Wednesday, January 09, 2008

Recife, Brasil
From Manaus, i took a 5 day trip up the Amazon River on a ferry called The Amazon Star. The Amazon is a huge river, supposedly the largest in the world. This means that there is a section we came to where u could see land on the left side of the boat, but off in the distance to the right, there was just the horizon which made it seem like we were on the ocean. the trip included 3 meals a day - banana or slice of watermelon, bun, & coffee, for breakfast; rice, noodles, beans, stewmeat, & water, buffet style for lunch & dinner. brazilenos are also fond of smothering their food with manioc meal. Manioc meal looks like crude cornmeal, but is a lot tougher to chew.
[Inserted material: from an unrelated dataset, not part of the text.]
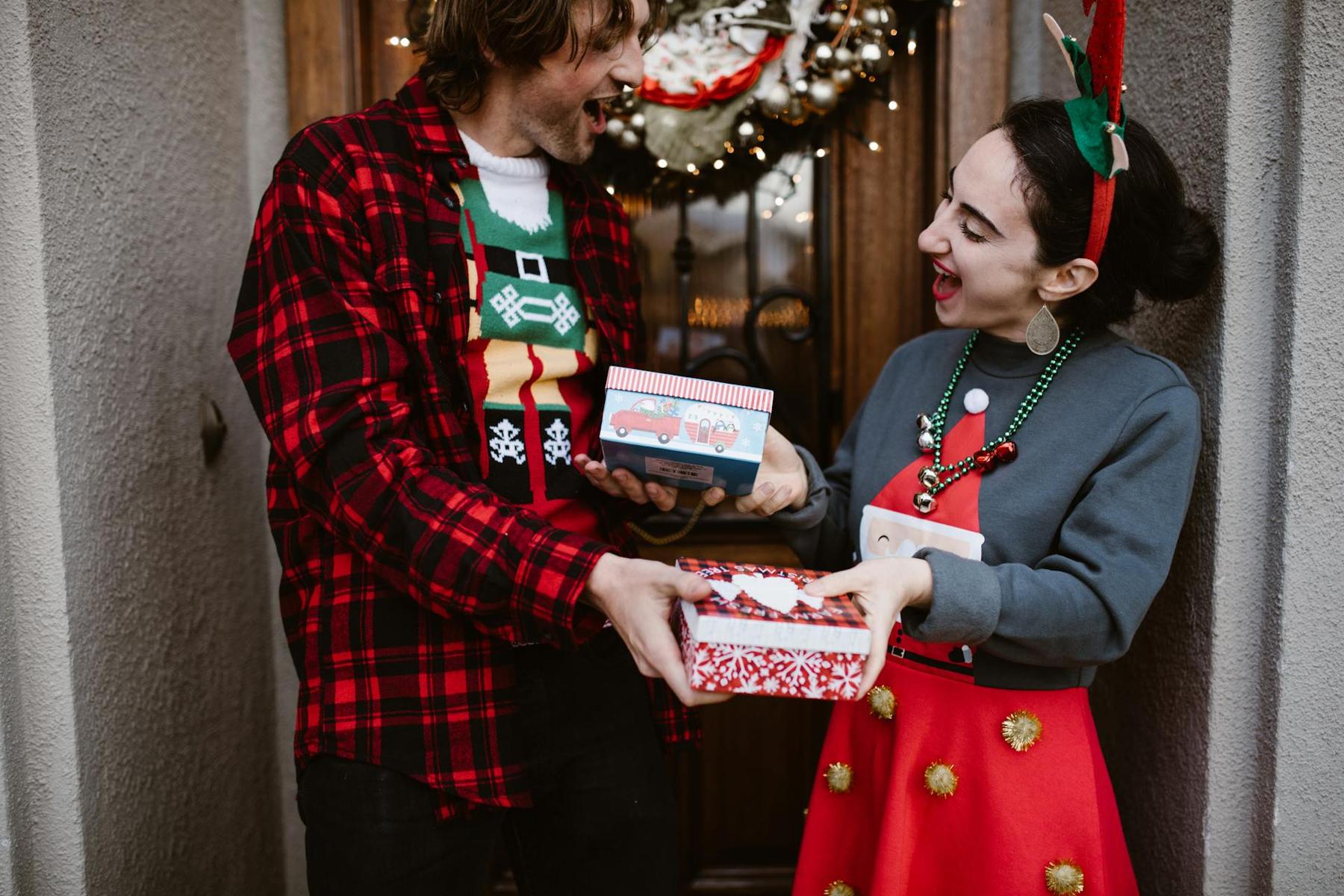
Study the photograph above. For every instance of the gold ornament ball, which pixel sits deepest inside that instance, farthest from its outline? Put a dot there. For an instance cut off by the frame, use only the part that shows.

In spite of the kind & generous email advice of Mr. Volker Poelzl, whom i contacted prior to initiating this project, & having read his article "Travel in South America by Boat", i still managed to get into a bit of a mix-up. It goes like this: firstly i speak essentially no Portuguese, and understand even less. on Monday, i bought a 1st Class ticket for the boat. the ticket was for a departure time of 12 noon, and the agent even wrote down on paper to make sure i understood "12:00pm". Mr. Poelzl´s article mentioned the necessity of a hammock. in front of the ferry terminal were over 50 vender booths. i surveyed all of them & not a one was selling hammocks. i also didn´t notice anyone getting off any of the ferries with a hammock. so the next day, i go through my phrase book, & thought i figured out how to write out the question in Portuguese "Do I need a hammock on the boat?". i return to one of the ticket agents, slip the note under the window, she reads it, then looks up at me absolutely puzzled. so i say "hede?" ("hammock" in Portuguese), & after exchanging gesticulations & facial expressions & bad Portuguese on my part & minimal english on hers, & after she smiled, & raised her arm to make one final gesture, i interpreted this to mean "Dude, no worries. U have a 1st Class ticket. This includes a hammock, or maybe even your own private cabin." (WRONG!!!) So, like i said, my ticket says the ferry leaves at noon. Wednesday, i get to the terminal & board the boat about 11:15am. get checked in, go upstairs to the First Class area, & low & behold, there they were, hammocks
! so i found one i liked, set my backpack & cornet in the designated area for luggage, & swung in my hammock ´til noon, then 1, then 2, then 3... Now, all this time there are people boarding the ferry, & setting up their hammocks. To the left of me were 2 vacant hammocks, & to the right of me 1 vacant hammock. At about 15 minutes after 3, a guy enters my area, with apparently his wife & 2 kids "claiming" (as i´m surmising from his Portuguese that i do not understand), that he bought all 4 of these hammocks, that they belong to him & i need to leave. so one of the ferry employees comes over, escorts me off the boat, and about 15 steps off the boat is a guy sellling hammocks. i buy one (turns out it was too small), return to the boat to the hammock deck & set mine up. i return to the guy, and say "desculpa" ("sorry"), & we shake hands. so, this means that, although the ticket agent emphatically insisted i understand the boat departed at noon, & even though my ticket was written with departure time of 12 noon, this guy & his family knew the boat was not leaving until at least 3:15pm, & not only that, got to the boat before me, to set their hammocks. Go figure.

arrived here in Recife Monday evening after a 20 hour bus ride from Belem.
I am now a short bus ride from Salvador & am trying to arrange lodging in Salvador before i get there.

i am currently at the "Shopping Recife", a huge mall, including restaurants with waiters in white jackets.